The field is whittled away when wooden blocks or bricks are added to "the wall," making it three to six inches higher each time. As the wall gets higher, up to seven feet or more, horses no longer see an obstacle like others they have faced in numerous jumper classes. It's more like a building; there is no view of the other side.

The event draws the largest crowds, inspires the loudest cheers and the biggest nail-biter of the dozens of classes at the Washington International Horse Show.

The $15,000 Puissance will be held tonight at Capital Centre, where the indoor Puissance record was set in 1983, when Anthony D'Ambrosio rode Sweet N' Low over the 7-foot-7 1/2 fence.

"Last year I really felt like Daydream could have" broke the record, said Margie Goldstein of Flemington, N.J., referring to the horse she rode to a first-place tie at 7-2 but missed at the record height. "I felt that if I got another foot or two closer to the fence {before jumping} I could have made it. It has to be a very brave horse with a lot of jumping ability."

They key to success in a Puissance -- there are only a few each year in the United States -- is a bold, confident horse that trusts the rider and doesn't hesitate, Goldstein said.

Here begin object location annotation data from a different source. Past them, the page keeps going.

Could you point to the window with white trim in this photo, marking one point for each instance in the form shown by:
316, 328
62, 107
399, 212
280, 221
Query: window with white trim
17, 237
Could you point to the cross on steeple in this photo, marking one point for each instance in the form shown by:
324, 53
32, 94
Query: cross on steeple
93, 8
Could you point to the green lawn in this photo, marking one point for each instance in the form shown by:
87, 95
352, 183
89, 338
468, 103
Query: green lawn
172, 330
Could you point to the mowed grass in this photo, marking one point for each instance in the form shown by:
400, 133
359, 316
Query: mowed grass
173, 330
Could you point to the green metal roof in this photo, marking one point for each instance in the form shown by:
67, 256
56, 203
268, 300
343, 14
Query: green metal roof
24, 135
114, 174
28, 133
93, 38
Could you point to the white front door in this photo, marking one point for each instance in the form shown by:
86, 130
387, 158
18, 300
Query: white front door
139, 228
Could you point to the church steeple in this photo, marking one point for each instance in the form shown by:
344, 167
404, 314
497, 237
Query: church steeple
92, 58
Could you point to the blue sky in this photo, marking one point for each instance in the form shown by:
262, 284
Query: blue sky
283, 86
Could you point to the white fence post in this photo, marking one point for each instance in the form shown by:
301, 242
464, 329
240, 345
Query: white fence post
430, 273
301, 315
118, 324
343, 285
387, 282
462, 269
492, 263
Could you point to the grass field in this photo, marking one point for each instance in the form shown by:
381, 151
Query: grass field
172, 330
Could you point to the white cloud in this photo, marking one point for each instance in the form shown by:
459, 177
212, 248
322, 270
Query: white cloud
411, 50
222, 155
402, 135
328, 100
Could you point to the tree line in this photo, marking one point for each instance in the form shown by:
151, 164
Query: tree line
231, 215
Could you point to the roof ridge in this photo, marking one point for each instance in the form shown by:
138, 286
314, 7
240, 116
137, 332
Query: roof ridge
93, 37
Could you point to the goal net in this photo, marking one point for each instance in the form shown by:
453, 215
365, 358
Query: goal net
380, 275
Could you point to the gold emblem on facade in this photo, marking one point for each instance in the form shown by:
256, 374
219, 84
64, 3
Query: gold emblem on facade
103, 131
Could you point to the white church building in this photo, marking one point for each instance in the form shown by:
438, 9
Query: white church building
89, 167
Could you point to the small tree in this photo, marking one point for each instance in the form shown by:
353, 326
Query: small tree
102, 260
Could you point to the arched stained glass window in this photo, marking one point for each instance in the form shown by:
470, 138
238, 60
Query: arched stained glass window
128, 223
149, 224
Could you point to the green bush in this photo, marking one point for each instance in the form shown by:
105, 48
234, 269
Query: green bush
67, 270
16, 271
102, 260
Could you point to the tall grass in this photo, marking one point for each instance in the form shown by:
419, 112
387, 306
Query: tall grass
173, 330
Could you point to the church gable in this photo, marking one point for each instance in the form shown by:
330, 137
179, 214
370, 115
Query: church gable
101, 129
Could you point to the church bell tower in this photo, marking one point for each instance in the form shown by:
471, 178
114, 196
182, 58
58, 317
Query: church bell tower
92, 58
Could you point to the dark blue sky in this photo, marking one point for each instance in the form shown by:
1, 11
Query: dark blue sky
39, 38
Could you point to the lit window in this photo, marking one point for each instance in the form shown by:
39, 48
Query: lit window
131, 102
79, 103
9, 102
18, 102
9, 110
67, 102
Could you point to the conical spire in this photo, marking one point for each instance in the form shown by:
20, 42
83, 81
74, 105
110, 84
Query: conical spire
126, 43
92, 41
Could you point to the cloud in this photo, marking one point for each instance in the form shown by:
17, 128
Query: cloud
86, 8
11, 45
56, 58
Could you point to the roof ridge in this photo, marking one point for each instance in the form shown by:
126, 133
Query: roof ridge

"It's just a very different type of class that depends a lot on how the horse is feeling. It has to be trusting and have a lot of heart," she said. "Once the wall is over 6 1/2 feet . . . they really can't see where they are landing. You just try to ride them down {the stretch before the jump} as strong and confident as you can."

Building up that confidence sometimes takes a little animal psychology. D'Ambrosio, of Mount Kisco, N.Y., held Sweet N Low back in his first Puissance appearance. In 1982 he easily jumped a 7-1 fence at Capital Centre, but D'Ambrosio settled for third place rather than to attempt a greater height.

"I thought that was enough to ask a horse in his first Puissance," D'Ambrosio said. "I did not want to take the chance of having his good experience be spoiled. He did not have experience to jump record height. In that instance you cannot let your ego or desire to win {dictate} whether you go on."

Goldstein's strategy was the same when she held Daydream back from advancing in the event in 1988, the year before their victory.

"Sometimes you want to reward the horse for jumping so well," she said. "Daydream was feeling really in tune for a young horse that had never been in a Puissance. I wanted to leave him with a good experience. That proved to be successful, because he did win three classes after that."

David Raposa, of Clinton, N.Y., a member of the U.S. team this week, decided not to compete tonight because he and Seven Wonder competed in a grueling three-round Bank of Montreal Nations' Cup until late Thursday night.

"He jumped three rounds and I want to keep him fresh for Sunday's grand prix," Raposa said.

D'Ambrosio agreed that pushing the horse too hard is no good for this competition. "It is a difficult class and I don't want to enter anything that's marginal," he said. "I enjoy watching a good Puissance and competing in it as long as a horse is not asked to do something he can't do well. As long as the horse is not struggling."

Knowing when to stop can be tricky but comes from a strong relationship between horse and rider.

For Raposa, a horse's limit often is very easy to judge. "When you hit the wall, that's it. Or if the horse clears it and it feels so scary that you don't want to come back."